Behavior explain - parameters deepcopied from model 1 do not update in model 2 where they are part of the computation

Hi,

As the title suggests, if I deepcopy a model and use the parameters of the copied model to participate the computation of the original model, why are these copied parameters not being updated despite having requires_grad = True?
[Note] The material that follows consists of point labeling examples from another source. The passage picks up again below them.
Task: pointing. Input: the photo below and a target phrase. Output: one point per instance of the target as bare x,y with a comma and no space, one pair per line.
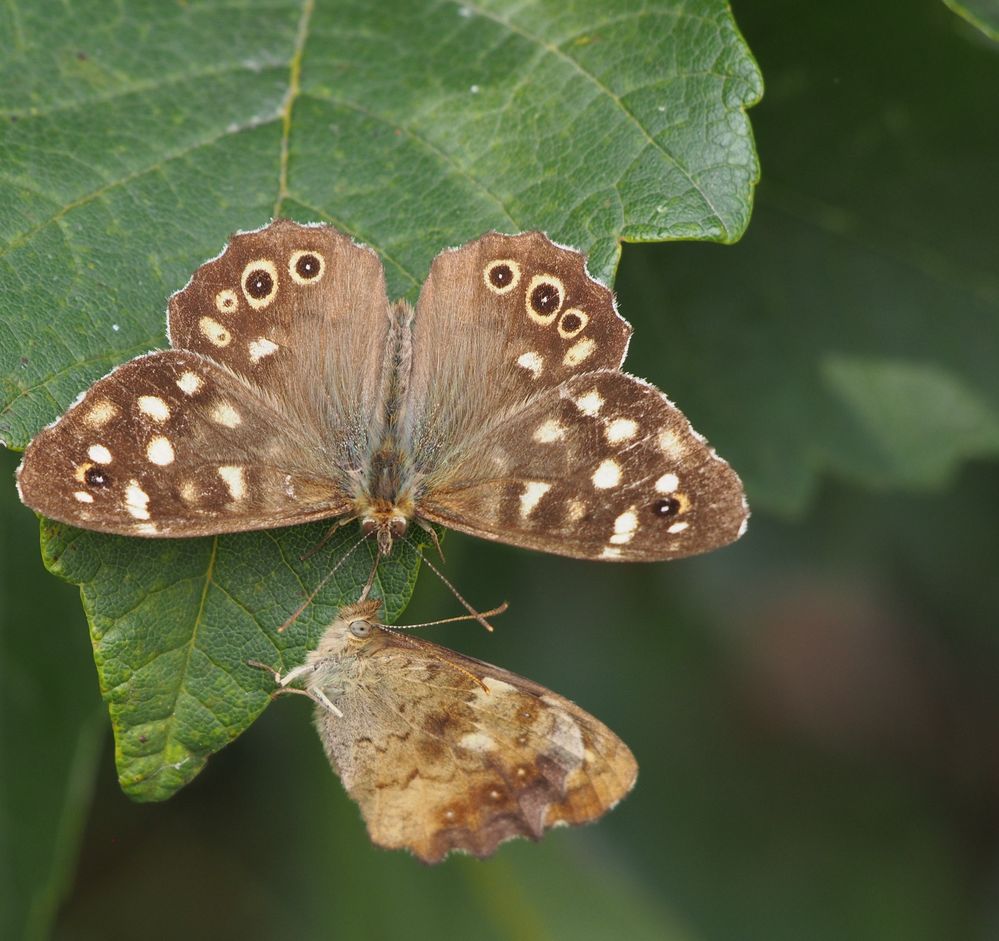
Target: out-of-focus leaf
51,730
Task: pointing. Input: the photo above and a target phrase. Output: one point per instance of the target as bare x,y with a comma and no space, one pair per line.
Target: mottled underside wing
445,753
258,418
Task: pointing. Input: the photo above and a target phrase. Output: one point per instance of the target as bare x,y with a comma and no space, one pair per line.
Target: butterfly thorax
385,503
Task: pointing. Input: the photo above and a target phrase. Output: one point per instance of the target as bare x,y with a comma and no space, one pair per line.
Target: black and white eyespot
360,628
260,283
97,477
572,323
227,301
501,276
544,299
306,266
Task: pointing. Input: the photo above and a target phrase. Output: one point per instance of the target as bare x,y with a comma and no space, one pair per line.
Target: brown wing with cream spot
172,444
259,417
445,753
603,468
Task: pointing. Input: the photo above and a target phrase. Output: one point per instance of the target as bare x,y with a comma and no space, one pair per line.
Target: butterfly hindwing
171,444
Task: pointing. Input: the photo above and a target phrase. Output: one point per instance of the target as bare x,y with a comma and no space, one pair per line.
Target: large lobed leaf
133,142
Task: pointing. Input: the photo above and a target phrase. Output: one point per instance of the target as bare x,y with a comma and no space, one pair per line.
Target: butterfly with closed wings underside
294,390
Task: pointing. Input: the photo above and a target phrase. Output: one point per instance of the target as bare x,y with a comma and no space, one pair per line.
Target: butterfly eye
571,323
545,295
360,628
502,276
260,283
306,267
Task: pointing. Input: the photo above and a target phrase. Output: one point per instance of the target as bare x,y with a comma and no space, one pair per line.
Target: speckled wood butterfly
443,752
295,390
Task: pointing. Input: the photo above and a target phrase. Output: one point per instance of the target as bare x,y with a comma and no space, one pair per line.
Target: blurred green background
815,710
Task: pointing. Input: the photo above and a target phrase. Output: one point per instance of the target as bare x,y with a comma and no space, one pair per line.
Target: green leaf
982,14
853,331
132,145
51,730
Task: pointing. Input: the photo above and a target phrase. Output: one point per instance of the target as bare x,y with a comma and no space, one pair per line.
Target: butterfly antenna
369,584
454,591
461,617
319,587
422,647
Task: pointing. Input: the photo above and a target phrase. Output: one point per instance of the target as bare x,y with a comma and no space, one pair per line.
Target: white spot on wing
534,490
234,479
625,526
621,429
579,352
532,362
590,403
260,348
214,332
607,475
101,414
160,451
154,407
136,500
189,383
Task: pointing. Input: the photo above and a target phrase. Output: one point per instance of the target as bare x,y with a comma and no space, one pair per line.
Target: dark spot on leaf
259,283
666,508
308,267
545,298
97,477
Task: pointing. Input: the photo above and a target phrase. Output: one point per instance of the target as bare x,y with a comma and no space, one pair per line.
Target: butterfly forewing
524,429
172,444
260,417
444,753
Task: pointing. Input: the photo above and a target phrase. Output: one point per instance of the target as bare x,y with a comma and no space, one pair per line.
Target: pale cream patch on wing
235,480
607,474
590,403
477,741
225,414
136,500
261,347
579,352
99,454
154,407
549,431
532,361
625,527
189,383
534,490
101,414
620,429
670,444
667,483
214,332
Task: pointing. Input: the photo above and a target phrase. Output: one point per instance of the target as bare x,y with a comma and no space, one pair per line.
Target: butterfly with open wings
294,390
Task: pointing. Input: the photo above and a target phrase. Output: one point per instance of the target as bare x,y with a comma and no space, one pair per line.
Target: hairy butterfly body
446,753
294,390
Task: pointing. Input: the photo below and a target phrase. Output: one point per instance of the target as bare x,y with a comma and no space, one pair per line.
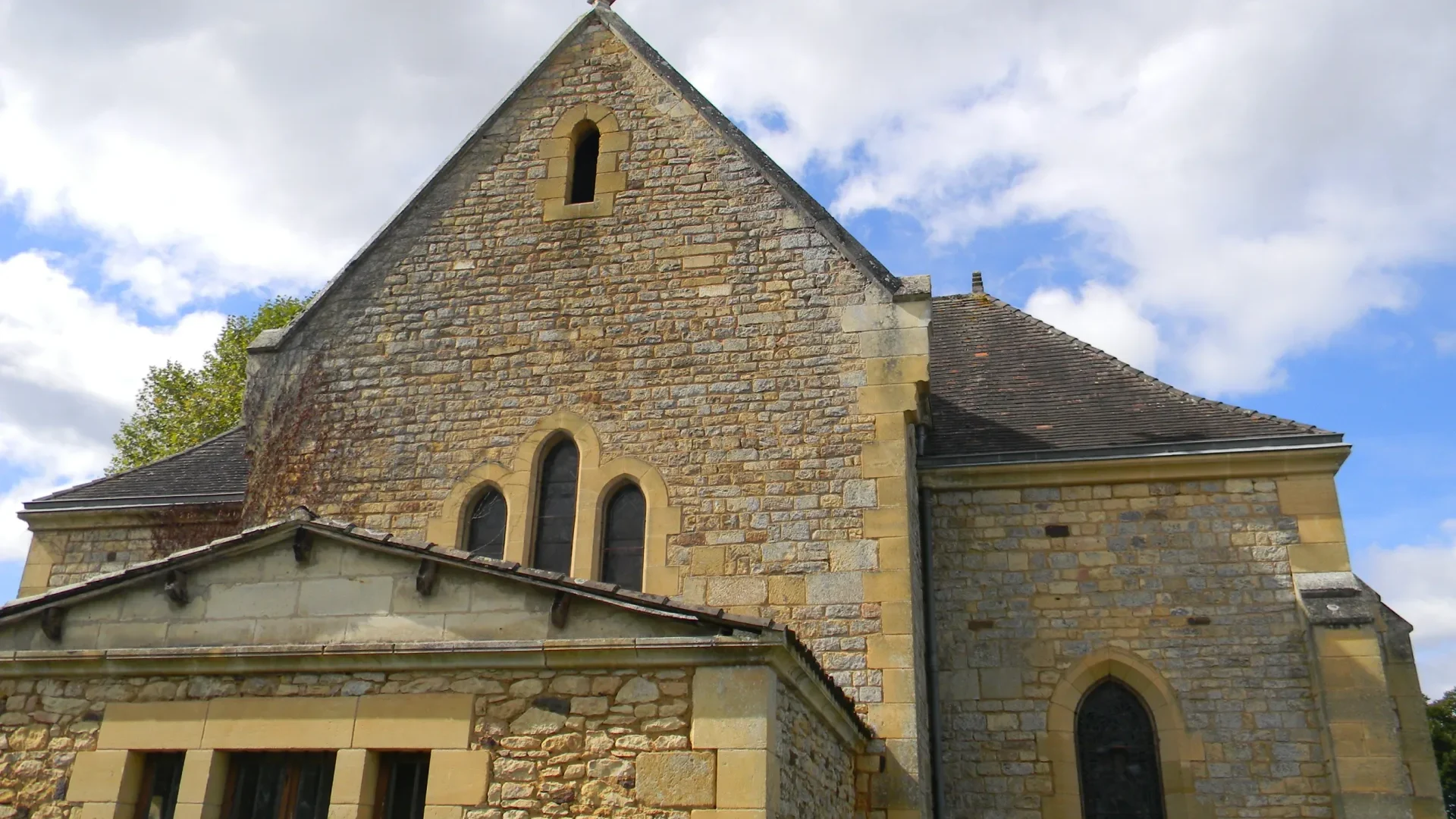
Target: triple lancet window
554,507
1117,755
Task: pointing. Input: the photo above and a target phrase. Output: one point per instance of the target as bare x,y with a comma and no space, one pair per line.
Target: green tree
1442,714
178,407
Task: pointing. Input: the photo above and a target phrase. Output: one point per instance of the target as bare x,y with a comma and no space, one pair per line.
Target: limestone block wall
653,744
1184,588
557,744
69,547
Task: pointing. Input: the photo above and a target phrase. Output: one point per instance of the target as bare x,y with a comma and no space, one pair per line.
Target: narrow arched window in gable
1117,755
584,150
557,507
488,525
625,532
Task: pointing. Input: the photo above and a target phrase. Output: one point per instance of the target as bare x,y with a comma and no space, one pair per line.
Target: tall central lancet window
623,534
557,507
1117,755
585,148
488,525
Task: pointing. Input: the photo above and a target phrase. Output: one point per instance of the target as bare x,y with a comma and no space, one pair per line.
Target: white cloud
1103,316
218,149
1260,172
69,372
1417,582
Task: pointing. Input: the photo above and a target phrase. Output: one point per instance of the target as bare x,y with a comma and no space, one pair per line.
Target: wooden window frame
388,761
149,781
289,799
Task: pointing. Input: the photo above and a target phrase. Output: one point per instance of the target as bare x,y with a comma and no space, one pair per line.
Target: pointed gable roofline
819,216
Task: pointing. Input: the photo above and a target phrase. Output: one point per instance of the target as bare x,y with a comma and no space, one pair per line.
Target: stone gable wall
698,328
1015,610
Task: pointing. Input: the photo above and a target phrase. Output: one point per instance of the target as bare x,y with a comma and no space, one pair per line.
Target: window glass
488,525
1117,755
161,776
623,535
278,786
402,780
557,507
584,165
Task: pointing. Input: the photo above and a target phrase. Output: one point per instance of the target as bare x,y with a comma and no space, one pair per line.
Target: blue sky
1253,202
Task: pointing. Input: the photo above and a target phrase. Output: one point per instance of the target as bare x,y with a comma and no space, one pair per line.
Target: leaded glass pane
488,526
557,509
625,531
1117,755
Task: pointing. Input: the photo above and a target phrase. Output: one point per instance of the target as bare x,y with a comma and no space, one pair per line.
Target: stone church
613,477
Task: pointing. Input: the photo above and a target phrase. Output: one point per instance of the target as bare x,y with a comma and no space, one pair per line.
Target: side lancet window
488,525
584,152
1117,755
623,535
557,507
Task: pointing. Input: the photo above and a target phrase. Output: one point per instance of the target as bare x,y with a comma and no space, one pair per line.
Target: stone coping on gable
740,632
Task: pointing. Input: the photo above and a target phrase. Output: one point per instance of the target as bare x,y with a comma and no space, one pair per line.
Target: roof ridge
1149,379
104,479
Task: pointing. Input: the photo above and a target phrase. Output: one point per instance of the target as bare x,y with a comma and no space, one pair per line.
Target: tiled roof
215,471
1006,385
303,519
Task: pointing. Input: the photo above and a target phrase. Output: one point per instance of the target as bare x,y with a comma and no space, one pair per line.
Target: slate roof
1006,387
215,471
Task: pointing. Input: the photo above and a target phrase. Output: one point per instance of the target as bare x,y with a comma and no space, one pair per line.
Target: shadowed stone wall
1017,608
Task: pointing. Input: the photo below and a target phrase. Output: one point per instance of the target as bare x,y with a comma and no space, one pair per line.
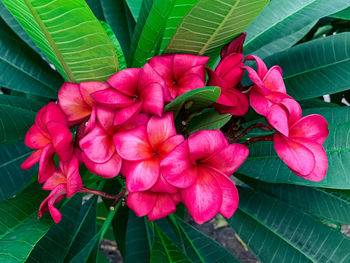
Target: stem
260,138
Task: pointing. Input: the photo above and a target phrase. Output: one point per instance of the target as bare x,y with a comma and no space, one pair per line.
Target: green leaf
210,24
203,249
22,69
114,12
20,229
12,177
152,32
208,120
320,65
138,243
164,250
311,240
316,201
69,35
343,14
194,99
282,18
264,164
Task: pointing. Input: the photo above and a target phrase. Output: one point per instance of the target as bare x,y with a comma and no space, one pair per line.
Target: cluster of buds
122,130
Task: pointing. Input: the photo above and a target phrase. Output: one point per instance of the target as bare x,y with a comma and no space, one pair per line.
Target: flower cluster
121,129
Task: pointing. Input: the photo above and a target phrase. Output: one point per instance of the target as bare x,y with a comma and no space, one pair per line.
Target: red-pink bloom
154,205
302,150
201,166
99,153
75,99
49,135
142,150
268,97
180,72
133,91
228,76
65,180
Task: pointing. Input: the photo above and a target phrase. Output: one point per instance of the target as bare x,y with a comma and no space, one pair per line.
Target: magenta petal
160,129
108,169
141,176
204,198
133,145
204,143
229,194
164,206
97,145
313,127
228,159
298,157
141,202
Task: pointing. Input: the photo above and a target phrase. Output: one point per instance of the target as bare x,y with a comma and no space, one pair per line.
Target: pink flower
154,205
75,99
268,97
49,135
201,166
99,153
65,180
142,150
227,76
133,91
302,150
180,72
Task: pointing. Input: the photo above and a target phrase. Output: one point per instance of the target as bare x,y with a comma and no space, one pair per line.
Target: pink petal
164,206
313,127
141,202
228,159
133,145
72,103
277,117
97,145
229,194
298,157
160,129
61,139
141,176
109,169
204,143
177,169
113,98
87,88
204,198
125,81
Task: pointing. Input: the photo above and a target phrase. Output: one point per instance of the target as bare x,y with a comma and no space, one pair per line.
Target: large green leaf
281,233
315,68
264,164
212,23
22,69
201,248
194,100
69,35
282,18
12,177
164,250
20,229
152,32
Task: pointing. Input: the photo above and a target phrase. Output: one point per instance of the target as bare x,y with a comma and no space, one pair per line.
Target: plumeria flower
302,150
133,91
268,97
180,72
65,181
143,149
154,205
201,167
49,135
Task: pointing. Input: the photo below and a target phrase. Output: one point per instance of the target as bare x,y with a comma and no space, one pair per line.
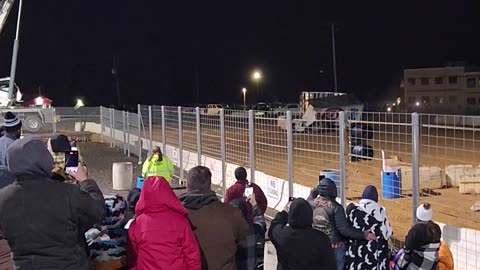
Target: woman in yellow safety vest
158,165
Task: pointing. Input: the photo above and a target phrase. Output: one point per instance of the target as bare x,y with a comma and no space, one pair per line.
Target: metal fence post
128,133
124,131
180,143
101,124
199,140
415,164
251,143
150,131
222,152
290,153
164,131
139,117
54,125
342,144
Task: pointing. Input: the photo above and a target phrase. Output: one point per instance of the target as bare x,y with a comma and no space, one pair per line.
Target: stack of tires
360,136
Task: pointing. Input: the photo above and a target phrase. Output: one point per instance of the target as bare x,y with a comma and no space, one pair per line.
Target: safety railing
410,158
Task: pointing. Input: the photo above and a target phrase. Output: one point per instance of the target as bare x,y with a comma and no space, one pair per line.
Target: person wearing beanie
46,229
422,243
368,215
298,245
13,130
329,217
6,262
236,191
424,213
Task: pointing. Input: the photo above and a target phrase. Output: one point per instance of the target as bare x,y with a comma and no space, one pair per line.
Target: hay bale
469,183
454,172
430,178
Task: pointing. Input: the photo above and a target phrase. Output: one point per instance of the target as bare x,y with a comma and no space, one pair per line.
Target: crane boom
5,7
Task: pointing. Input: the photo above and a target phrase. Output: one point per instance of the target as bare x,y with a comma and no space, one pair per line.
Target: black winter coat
43,221
336,214
298,245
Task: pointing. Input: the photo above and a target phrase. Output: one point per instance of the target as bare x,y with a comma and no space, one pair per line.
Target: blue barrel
140,181
391,185
334,175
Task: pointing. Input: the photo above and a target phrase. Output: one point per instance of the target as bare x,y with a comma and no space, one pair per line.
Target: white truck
34,118
320,111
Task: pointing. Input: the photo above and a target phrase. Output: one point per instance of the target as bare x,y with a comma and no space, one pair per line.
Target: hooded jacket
44,228
298,245
6,262
445,258
160,236
236,192
218,227
324,196
368,215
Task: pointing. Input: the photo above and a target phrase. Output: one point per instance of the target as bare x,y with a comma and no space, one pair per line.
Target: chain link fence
410,158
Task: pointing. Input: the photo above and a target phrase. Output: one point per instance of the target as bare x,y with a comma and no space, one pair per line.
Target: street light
79,104
244,91
257,76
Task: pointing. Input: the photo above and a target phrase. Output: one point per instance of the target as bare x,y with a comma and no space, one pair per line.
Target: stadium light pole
244,91
257,76
15,55
334,59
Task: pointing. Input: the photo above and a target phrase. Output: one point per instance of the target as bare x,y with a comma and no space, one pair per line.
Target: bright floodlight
257,75
39,101
79,104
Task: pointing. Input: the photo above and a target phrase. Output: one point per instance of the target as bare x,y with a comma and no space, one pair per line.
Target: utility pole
15,56
116,78
197,86
334,59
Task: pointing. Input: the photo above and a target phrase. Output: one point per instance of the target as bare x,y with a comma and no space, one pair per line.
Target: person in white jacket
368,215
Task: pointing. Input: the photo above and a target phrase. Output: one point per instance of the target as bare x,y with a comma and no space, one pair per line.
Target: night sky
165,49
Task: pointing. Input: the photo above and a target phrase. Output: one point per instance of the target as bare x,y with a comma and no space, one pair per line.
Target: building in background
446,90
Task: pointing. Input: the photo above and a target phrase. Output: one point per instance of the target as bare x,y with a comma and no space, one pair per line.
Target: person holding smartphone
43,219
62,152
239,190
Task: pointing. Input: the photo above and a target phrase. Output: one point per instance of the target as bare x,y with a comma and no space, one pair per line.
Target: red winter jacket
161,236
236,192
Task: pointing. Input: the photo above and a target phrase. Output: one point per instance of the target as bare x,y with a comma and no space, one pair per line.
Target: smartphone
71,162
248,191
320,178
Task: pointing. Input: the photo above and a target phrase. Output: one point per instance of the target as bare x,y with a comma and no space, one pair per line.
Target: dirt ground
99,158
317,151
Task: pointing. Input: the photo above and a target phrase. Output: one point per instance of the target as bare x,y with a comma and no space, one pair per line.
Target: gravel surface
99,158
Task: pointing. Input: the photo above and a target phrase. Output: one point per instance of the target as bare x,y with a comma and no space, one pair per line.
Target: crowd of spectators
51,219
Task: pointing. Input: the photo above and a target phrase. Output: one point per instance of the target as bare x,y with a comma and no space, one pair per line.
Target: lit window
471,82
452,80
452,99
439,100
411,81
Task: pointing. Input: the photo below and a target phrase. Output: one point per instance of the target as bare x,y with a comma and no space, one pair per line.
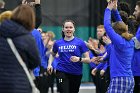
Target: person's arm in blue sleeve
105,66
116,15
100,66
115,38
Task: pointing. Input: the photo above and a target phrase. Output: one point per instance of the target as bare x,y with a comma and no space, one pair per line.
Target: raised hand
93,72
112,4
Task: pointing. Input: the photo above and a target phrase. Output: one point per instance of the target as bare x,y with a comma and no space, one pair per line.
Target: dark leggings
68,83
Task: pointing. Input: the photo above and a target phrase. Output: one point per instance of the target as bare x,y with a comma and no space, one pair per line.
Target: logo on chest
67,48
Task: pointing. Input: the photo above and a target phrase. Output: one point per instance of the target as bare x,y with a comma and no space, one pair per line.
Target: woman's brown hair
122,29
25,16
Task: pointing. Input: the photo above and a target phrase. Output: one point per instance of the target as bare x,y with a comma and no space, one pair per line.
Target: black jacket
12,77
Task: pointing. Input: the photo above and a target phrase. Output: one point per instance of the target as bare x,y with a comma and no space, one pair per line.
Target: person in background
121,53
13,78
136,58
5,15
2,6
69,67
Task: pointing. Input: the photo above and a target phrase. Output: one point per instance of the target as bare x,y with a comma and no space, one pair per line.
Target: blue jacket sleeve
105,66
100,66
138,34
115,38
116,15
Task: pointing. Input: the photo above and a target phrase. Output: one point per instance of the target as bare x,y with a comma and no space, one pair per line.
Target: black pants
101,82
68,83
137,84
44,82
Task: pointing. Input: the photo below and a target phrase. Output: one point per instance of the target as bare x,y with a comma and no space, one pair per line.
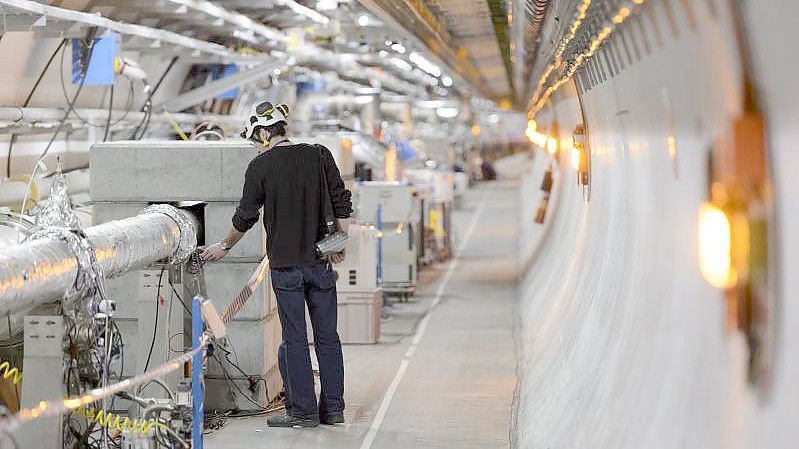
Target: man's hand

This is perhaps a desired behavior but I’d like to know how this is done.

Relevant code:

class IDModule(nn.Module):
“”"Intrinsic dimensionality wrapper module…
Takes in the network, a projector (a function(D,d)-> projection LinearOperator),
and the target intrinsic dimensionality.

Example usage:
id_net = IDModule(net, lambda D,d: LazyRandom(D,d), 1000)
"""

def __init__(self, net, projector, dimension=1000):
    super().__init__()

    self.d = dimension
    self._forward_net = [net]
    initnet = deepcopy(net)
    for orig_name, orig_p in initnet.named_parameters():
        if orig_p.requires_grad:
            _delchainattr(net, orig_name)
    aux = [(n, p) for n, p in initnet.named_parameters() if p.requires_grad]
    self.names, self.trainable_initparams = zip(*aux)
    self.trainable_initparams = [param for param in self.trainable_initparams]
    self.names = list(self.names)
    self.D = sum([param.numel() for param in self.trainable_initparams])
    self.subspace_params = nn.Parameter(torch.zeros(self.d))
    self.P = projector(self.D, self.d, self.trainable_initparams, self.names)

def to(self, *args, **kwargs):
    self._forward_net[0].to(*args, **kwargs)
    self.trainable_initparams = [ 
        param.to(*args, **kwargs) for param in self.trainable_initparams
    ]
    return super().to(*args, **kwargs)

def forward(self, *args, **kwargs):
    flat_projected_params = self.P @ self.subspace_params
    unflattened_params = unflatten_like(
        flat_projected_params, self.trainable_initparams
    )
    iterables = zip(self.names, self.trainable_initparams, unflattened_params)
    for p_name, init, proj_param in iterables:
        p = init + proj_param.view(*init.shape)  # will init still require gradient?
        _setchainattr(self._forward_net[0], p_name, p)
        #Mark: poking here
        #print("-"*60)
        #print( init)
        # Mark: my experiments say init does require grad but its value doesn't change.

    return self._forward_net[0](*args, **kwargs)

In the above code, “init” are the trainable parameters from the copied model and that participate the computation of the original model, but I have checked they don’t update when the optimization was done w.r.t. the original model’s parameters (self.subspace_params to be precise). Considering the parameters of the original model are now basically (init + M·subspace_params) but only the latter ones get updated. Why this happens? Any help would be appreciated.